While there are restrictions, the HGR Implementation Rules also introduce streamlined approval procedures for international scientific research collaborations, facilitating smoother cooperation between parties.

The HGR Implementation Rules specify requirements and procedures for international collaboration in clinical studies aimed at obtaining marketing authorization for drugs and medical devices in the PRC. While the MOST approval may not be necessary if the collaboration does not involve the export of HGR, prior filing with the MOST is still mandatory.

In addition, as previously discussed, the HGR Implementation Rules provide exemptions for international collaborative clinical trials conducted to obtain marketing approval for drugs or medical devices, even if the number of individuals from whom genetic resources are collected exceeds 3,000 cases.

These exemptions streamline the regulatory process for such trials, reducing administrative burdens. These provisions aim to facilitate international collaborations in research and clinical studies while maintaining regulatory oversight and ensuring compliance with relevant regulations.

How foreign companies can comply with the new rules

The HGR Implementation Rules reflect the Chinese government’s emphasis on national security and personal data protection.
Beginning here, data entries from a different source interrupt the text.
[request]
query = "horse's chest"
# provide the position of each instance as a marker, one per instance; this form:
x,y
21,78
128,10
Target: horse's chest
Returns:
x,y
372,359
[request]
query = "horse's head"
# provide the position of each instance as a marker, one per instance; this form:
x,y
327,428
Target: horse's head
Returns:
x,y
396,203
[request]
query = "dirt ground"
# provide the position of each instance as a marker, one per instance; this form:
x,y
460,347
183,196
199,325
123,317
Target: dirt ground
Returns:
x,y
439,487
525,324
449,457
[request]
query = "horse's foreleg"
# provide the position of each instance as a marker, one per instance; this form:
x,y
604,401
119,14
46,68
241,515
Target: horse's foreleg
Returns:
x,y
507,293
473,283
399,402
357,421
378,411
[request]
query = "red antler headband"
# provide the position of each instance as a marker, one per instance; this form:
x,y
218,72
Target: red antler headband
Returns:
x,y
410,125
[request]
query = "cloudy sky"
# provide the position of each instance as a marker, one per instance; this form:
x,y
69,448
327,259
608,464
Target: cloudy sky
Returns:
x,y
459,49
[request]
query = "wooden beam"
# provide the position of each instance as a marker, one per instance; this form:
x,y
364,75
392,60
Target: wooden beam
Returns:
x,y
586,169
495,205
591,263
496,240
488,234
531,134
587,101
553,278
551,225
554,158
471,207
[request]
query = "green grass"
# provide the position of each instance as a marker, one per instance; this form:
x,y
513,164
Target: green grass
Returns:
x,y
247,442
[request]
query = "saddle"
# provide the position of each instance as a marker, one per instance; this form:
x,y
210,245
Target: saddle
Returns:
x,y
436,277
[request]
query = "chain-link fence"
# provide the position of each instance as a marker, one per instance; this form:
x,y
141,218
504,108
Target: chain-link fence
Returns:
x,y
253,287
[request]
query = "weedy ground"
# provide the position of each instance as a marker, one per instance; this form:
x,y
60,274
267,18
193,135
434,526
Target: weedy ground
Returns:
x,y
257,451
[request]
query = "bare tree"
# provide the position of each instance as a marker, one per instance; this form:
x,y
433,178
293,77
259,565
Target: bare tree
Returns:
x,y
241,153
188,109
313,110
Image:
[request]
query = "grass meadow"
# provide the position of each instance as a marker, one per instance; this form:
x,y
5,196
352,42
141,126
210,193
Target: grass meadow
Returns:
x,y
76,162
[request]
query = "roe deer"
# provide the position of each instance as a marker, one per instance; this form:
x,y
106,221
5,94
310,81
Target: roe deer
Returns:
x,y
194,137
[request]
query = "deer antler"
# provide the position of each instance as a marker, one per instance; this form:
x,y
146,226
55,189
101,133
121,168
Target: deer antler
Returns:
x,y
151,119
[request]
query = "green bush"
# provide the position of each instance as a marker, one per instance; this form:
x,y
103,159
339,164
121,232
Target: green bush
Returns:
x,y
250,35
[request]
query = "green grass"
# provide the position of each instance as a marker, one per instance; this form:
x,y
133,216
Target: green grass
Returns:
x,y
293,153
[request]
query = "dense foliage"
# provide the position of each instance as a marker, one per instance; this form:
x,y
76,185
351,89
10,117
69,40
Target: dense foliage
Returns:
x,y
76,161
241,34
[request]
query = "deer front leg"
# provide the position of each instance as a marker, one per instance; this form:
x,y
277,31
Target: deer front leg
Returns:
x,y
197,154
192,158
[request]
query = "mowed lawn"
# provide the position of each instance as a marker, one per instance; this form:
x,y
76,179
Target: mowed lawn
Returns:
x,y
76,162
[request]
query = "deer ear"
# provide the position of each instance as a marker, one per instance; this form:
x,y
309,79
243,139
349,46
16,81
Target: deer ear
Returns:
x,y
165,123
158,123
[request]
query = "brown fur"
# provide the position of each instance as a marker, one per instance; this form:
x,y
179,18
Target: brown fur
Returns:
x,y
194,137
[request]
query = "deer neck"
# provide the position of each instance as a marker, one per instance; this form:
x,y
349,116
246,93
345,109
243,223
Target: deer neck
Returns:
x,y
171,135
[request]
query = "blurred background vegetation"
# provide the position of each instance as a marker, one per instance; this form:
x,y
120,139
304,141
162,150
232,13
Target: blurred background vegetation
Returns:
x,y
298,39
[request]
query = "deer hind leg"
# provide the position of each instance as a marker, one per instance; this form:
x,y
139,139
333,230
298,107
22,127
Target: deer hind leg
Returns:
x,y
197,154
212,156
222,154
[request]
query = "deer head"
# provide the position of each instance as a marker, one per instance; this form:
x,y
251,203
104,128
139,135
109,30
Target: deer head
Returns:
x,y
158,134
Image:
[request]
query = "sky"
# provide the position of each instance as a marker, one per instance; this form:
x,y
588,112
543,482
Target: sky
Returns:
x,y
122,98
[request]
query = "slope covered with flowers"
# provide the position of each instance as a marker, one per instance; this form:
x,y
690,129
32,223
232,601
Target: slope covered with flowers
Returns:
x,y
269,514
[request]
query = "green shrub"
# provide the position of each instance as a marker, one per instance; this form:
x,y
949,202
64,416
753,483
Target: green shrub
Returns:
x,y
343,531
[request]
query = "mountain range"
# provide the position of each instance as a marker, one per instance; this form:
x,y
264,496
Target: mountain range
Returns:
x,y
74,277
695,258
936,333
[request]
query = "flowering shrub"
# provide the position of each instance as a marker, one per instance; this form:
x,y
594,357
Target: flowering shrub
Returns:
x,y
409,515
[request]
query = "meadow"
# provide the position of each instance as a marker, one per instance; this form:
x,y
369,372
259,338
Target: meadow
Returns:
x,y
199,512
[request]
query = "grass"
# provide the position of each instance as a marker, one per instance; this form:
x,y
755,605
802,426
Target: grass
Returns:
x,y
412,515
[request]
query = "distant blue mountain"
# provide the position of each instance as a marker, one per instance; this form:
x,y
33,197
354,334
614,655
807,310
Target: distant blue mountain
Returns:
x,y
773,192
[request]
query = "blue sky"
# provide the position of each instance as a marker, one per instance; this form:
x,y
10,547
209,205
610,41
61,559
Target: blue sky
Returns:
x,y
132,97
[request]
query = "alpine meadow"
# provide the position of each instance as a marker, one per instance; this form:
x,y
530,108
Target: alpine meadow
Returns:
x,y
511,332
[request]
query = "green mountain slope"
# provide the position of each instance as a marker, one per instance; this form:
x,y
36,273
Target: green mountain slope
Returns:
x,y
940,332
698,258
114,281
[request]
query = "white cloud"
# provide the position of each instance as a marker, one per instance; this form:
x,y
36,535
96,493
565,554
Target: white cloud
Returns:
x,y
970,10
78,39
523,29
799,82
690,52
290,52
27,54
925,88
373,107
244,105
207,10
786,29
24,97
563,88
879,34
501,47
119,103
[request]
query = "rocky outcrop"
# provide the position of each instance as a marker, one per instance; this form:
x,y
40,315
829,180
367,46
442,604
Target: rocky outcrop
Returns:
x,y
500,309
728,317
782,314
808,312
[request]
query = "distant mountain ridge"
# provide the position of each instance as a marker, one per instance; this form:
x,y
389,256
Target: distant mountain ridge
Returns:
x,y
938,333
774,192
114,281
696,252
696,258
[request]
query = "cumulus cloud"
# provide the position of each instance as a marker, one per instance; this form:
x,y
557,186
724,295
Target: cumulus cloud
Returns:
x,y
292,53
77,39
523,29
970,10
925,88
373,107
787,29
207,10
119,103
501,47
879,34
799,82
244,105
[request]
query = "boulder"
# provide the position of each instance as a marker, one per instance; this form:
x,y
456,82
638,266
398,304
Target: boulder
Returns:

It also reveals the Chinese authorities’ caution allowing the engagement of foreign entities regarding human genetics resource information in China.

Compliance with these rules and fulfilling reporting obligations regarding activities involving HGR is therefore of utmost importance.

For multinational companies in the healthcare and life sciences industry operating in China, it is crucial to conduct a careful review of the HGR Implementation Rules and evaluate their implications for cross-border research initiatives and the handling of HGR.

Taking proactive measures to ensure compliance is essential, including reviewing existing cooperation agreements and license agreements with Chinese institutions and developing compliance policies for international cooperation projects involving HGR information.

By prioritizing compliance and adapting to the regulatory landscape, companies can navigate the requirements and continue their operations in a manner that aligns with the Chinese authorities’ perspectives.